Casteel announced her retirement in December. She has been city manager for eight years, and served for several years before that as Cleveland's top financial officer.
The last couple of years have been marked by turmoil and scandal in the city's police department, including the retirements of two chiefs in adultery scandals, the firings of several other officers and the indictment of one officer on arson charges. Last year the city hired a consultant to help fix the department and some City Council members suggested Casteel needed to be replaced.
In a recent meeting, Municipal Technical Advisory Service consultant Margaret Norris reviewed search scenario options with city leaders, explaining how the agency could assist with tasks such as updating the city manager job description, advertising and accepting applications, facilitating interviews and providing city manager employment data.
"The one thing we will not do is give you a recommendation on who to hire," Norris said.
Norris said the first thing the City Council needs to determine is how it wants to conduct the search process, whether internally, through MTAS or another consultant. From a financial perspective, MTAS provides services for free, while a headhunter search will likely cost about $30,000, she said.
Councilman Richard Banks expressed interest in possibly pursuing simultaneous searches by MTAS and a recruitment firm, stating search costs "may be money well spent because they are reaching out to different areas and different people."
Norris recommended against such an arrangement, citing a duplication of services and effort. She also voiced concern about whether a private recruitment firm would be willing to agree to a parallel search process.
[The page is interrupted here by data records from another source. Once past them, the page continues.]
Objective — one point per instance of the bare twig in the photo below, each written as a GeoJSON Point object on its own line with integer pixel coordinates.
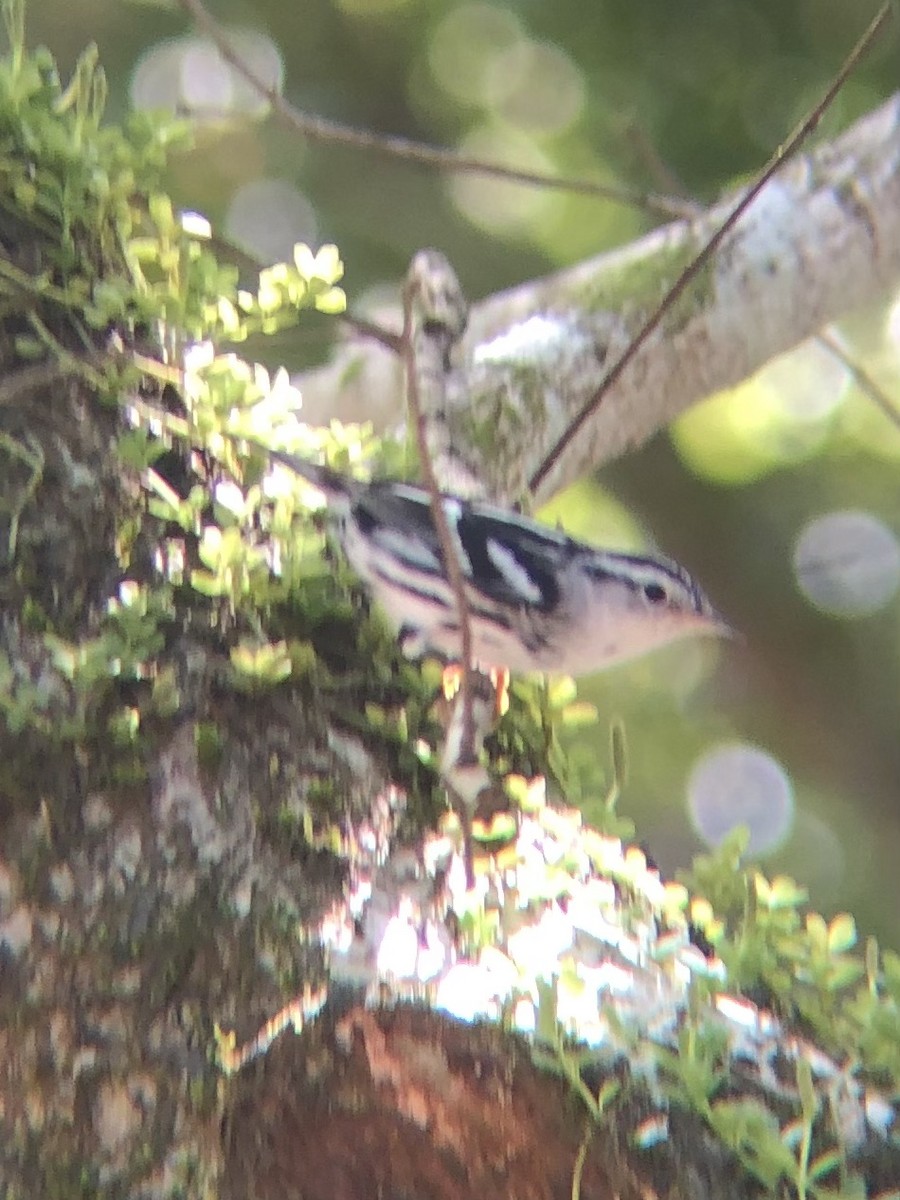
{"type": "Point", "coordinates": [693, 270]}
{"type": "Point", "coordinates": [319, 129]}
{"type": "Point", "coordinates": [433, 309]}
{"type": "Point", "coordinates": [863, 379]}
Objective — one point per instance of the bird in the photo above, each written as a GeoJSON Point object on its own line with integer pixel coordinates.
{"type": "Point", "coordinates": [538, 600]}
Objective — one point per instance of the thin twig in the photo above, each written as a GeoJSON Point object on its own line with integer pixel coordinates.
{"type": "Point", "coordinates": [319, 129]}
{"type": "Point", "coordinates": [693, 270]}
{"type": "Point", "coordinates": [862, 378]}
{"type": "Point", "coordinates": [466, 697]}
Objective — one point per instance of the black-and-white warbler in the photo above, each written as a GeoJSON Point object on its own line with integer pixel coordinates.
{"type": "Point", "coordinates": [538, 599]}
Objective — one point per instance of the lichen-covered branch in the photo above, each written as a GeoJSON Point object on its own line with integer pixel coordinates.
{"type": "Point", "coordinates": [821, 241]}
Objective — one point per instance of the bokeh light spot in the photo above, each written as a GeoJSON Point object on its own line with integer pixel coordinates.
{"type": "Point", "coordinates": [534, 87]}
{"type": "Point", "coordinates": [189, 73]}
{"type": "Point", "coordinates": [737, 784]}
{"type": "Point", "coordinates": [780, 415]}
{"type": "Point", "coordinates": [465, 46]}
{"type": "Point", "coordinates": [847, 563]}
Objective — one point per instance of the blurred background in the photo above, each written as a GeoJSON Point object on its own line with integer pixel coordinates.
{"type": "Point", "coordinates": [781, 497]}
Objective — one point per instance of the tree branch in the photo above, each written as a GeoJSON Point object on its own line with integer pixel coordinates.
{"type": "Point", "coordinates": [821, 241]}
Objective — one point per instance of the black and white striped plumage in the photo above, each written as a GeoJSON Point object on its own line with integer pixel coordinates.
{"type": "Point", "coordinates": [538, 599]}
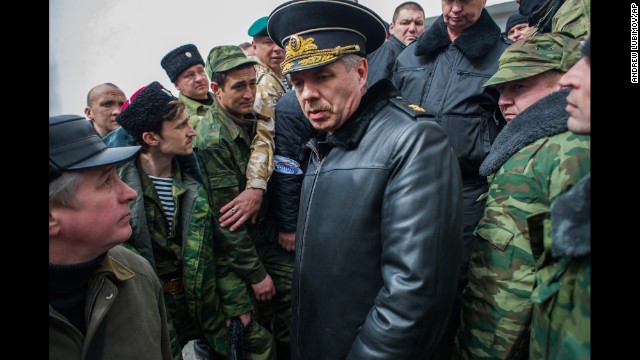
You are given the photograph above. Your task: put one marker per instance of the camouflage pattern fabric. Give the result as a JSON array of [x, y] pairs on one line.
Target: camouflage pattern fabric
[[188, 249], [223, 150], [561, 321], [269, 89], [194, 109], [535, 55], [496, 305], [261, 162]]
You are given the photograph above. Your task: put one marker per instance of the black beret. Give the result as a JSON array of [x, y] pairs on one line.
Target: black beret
[[318, 32], [145, 109], [180, 59], [514, 20]]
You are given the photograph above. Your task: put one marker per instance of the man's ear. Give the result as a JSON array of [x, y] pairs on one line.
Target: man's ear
[[363, 69], [215, 88], [150, 138], [54, 224], [87, 112]]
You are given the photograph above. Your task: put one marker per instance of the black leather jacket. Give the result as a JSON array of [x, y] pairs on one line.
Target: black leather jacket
[[378, 245], [293, 130], [446, 78]]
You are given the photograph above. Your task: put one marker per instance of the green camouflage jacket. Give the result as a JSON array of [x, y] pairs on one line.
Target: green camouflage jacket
[[194, 109], [574, 17], [187, 248], [223, 150], [532, 161], [561, 321]]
She also addressed the importance of establishing the desired search area size. Limiting the search area to Tennessee has the advantage of somewhat reducing the new city manager's learning curve, because the applicant should be familiar with state laws. A national search offers a wider field of applicants but likely would take four to six months.
Banks cited the upcoming election cycle for the City Council as a possible factor in impacting the search process, suggesting it could take time away from task of selecting new city manager.
The search for the next city manager should not be sidelined by election campaigns, Councilman Bill Estes said.
"We have a job to do, and we need to do it," he said. "Our job is to find a city manager and to start that process now."
Council members asked Norris to provide sample city manager salaries, job descriptions and employment advertisements for municipalities of similar size to Cleveland.
The Cleveland City Council is expected to review the matter further during a daylong strategic planning session Jan. 25.